This deliciously festive, yet super simple meal was inspired by lunch out at a local pub, where my husband had duck confit on a bed of lentils which had been cooked in beef stock. I loved the combination and I just knew it would go brilliantly with my braised red cabbage and some soft buttery mashed potato.
To keep things easy peasy, I simply roasted the duck with just a little salt and pepper, and used a pouch of ready prepared Merchant Gourmet Puy Lentils, but if you prefer to do the lentils from scratch, cook them in the stock and add a bay leaf for extra flavour. I used a Kallo Organic Beef Stock Cube to make the beef stock – the flavour is delicate enough not to overpower the duck (something I find can happen with other brands). I was actually surprised just how well the stock went with the duck.
If you haven’t got time to make the braised red cabbage, serve the duck, lentils and mashed potato with savoy cabbage and/or tenderstem broccoli instead.
There is one small problem with this meal: the red cabbage and duck cook at totally different temperatures. The solution is either to use two different ovens or, if that is not an option for you, make the red cabbage ahead of time and reheat it. It reheats so easily, just place in a saucepan with 100ml of boiling water and cook until piping hot (about 5 minutes). I have written the recipe below, however, assuming you are using two ovens.
This would make a great Christmas Eve dinner. And, as a bonus, you will have already cooked the red cabbage ready for Christmas day, since my recipe for braised red cabbage serves 12. This meal would go brilliantly with a Pinot Noir from New Zealand or Chile.
- 4 duck legs
- 250g pouch ready-to-eat puy lentils
- 200ml beef stock
- 1kg potatoes
- 500g red cabbage
- First make the red cabbage. You can find the instructions and step by step photos here.
- When the red cabbage has 1 hour 20 minutes left to cook, preheat your other oven to 200C.
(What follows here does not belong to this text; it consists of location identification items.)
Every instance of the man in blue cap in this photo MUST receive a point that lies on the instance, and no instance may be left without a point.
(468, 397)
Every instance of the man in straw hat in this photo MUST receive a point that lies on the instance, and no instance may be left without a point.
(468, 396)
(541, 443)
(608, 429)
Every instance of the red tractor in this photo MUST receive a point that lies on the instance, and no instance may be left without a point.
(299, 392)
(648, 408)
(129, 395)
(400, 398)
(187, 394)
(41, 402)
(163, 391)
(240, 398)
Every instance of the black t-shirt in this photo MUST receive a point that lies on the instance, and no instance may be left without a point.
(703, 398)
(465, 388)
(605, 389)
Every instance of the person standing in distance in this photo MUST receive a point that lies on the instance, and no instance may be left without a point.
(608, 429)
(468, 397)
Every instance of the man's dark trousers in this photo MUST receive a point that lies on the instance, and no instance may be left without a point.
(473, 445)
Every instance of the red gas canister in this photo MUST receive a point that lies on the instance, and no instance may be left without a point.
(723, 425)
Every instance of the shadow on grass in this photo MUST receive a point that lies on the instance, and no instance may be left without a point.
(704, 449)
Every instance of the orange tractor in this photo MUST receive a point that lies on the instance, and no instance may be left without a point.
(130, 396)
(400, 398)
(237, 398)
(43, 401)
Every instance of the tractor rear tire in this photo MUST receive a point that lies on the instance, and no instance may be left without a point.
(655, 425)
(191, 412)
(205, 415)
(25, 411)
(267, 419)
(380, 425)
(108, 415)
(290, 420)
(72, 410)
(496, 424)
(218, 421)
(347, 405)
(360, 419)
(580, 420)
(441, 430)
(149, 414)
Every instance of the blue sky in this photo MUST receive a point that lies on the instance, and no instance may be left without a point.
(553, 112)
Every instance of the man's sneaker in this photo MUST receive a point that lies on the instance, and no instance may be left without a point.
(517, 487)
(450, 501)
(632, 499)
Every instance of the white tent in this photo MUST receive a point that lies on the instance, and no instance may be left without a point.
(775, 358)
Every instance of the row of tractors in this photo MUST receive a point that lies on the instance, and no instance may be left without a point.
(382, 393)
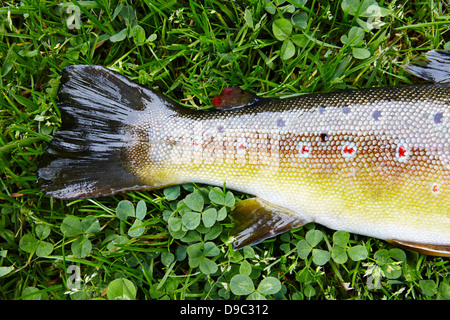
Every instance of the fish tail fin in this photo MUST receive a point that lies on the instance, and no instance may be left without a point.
(433, 66)
(84, 159)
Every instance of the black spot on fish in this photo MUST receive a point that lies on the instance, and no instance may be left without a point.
(321, 110)
(376, 115)
(324, 137)
(346, 110)
(438, 117)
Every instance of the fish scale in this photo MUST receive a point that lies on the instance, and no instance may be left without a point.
(374, 161)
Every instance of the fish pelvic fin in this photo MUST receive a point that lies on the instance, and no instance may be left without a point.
(432, 66)
(423, 248)
(255, 220)
(84, 159)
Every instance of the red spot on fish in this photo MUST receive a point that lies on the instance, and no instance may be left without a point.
(402, 151)
(348, 150)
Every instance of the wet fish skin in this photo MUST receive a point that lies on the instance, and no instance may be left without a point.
(374, 161)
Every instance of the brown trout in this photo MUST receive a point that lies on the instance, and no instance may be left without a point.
(375, 161)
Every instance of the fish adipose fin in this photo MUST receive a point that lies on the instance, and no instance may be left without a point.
(234, 98)
(255, 220)
(84, 158)
(423, 248)
(433, 66)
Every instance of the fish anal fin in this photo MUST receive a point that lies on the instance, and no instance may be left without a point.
(423, 248)
(233, 98)
(255, 220)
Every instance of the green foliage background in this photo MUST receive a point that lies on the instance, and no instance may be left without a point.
(173, 243)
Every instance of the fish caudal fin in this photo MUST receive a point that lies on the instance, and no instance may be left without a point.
(255, 220)
(433, 66)
(84, 158)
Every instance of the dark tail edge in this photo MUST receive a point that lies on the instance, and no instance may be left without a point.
(433, 66)
(84, 158)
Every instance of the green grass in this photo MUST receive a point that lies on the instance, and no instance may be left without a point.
(189, 51)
- Stab the duck legs all over using a fork or a sharp knife and sprinkle the duck with salt and pepper. Rub the salt and pepper all over the duck legs.
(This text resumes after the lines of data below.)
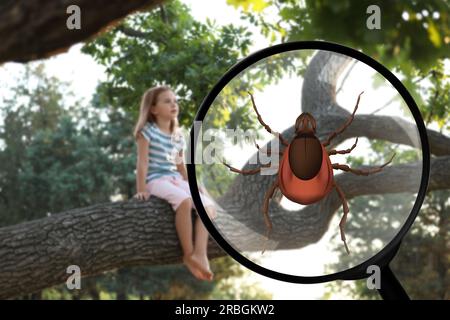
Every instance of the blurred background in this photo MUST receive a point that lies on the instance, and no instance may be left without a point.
(61, 115)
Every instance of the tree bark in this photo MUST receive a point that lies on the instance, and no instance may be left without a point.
(33, 30)
(35, 255)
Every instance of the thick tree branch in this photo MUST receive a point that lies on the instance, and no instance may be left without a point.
(35, 255)
(37, 29)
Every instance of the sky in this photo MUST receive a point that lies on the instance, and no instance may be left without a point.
(83, 74)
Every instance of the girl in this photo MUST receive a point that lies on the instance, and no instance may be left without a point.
(161, 172)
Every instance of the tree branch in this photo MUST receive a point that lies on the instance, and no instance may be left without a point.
(37, 29)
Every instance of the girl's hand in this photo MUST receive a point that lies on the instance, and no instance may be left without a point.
(144, 195)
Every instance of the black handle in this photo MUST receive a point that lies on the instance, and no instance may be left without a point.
(390, 287)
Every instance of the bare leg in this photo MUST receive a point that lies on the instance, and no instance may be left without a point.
(361, 172)
(183, 225)
(265, 209)
(332, 152)
(282, 139)
(200, 255)
(245, 172)
(346, 124)
(344, 217)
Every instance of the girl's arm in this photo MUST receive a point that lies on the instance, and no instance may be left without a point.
(141, 167)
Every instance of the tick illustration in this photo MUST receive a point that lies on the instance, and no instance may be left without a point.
(305, 174)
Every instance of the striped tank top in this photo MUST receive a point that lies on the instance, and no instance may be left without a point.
(163, 150)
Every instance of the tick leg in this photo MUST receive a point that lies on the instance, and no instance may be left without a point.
(344, 217)
(282, 139)
(245, 172)
(332, 152)
(344, 126)
(265, 210)
(361, 172)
- Place the duck legs in a roasting tray and put the tray in the oven for 40 minutes.
- After 40 minutes, turn the oven up to 220C. Roast the duck for a further 10 minutes (50 minutes in total).
- While the duck is having its final 10 minutes, peel and chop your potatoes and put them on to boil.
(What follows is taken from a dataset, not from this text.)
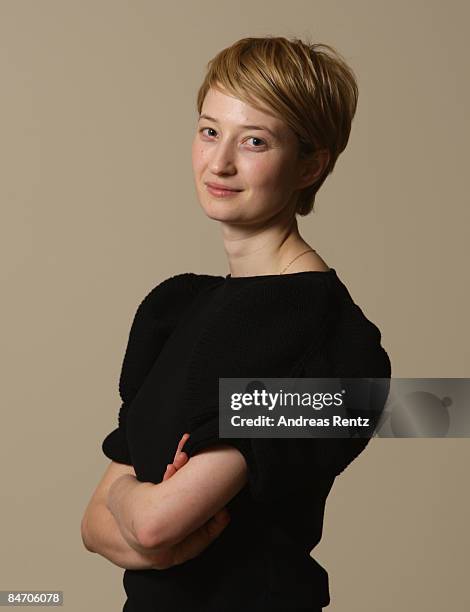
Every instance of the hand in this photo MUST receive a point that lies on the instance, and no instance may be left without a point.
(199, 540)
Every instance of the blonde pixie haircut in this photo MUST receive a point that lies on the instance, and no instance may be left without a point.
(309, 86)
- After the duck has had a total of 50 minutes in the oven. Remove the duck from the oven and place in a clean roasting tray. Cover loosely with foil. Don’t wash up the duck roasting tray. Allow the duck to rest for 15 minutes.
- While the duck is resting, put the stock in the duck roasting tray and bring to the boil. Tip in the ready prepared lentils and bring back to the boil. Turn off.
- Mash the potatoes with a little butter, salt and pepper and then serve the duck on a bed of lentils and stock with mashed potatoes and red cabbage on the side.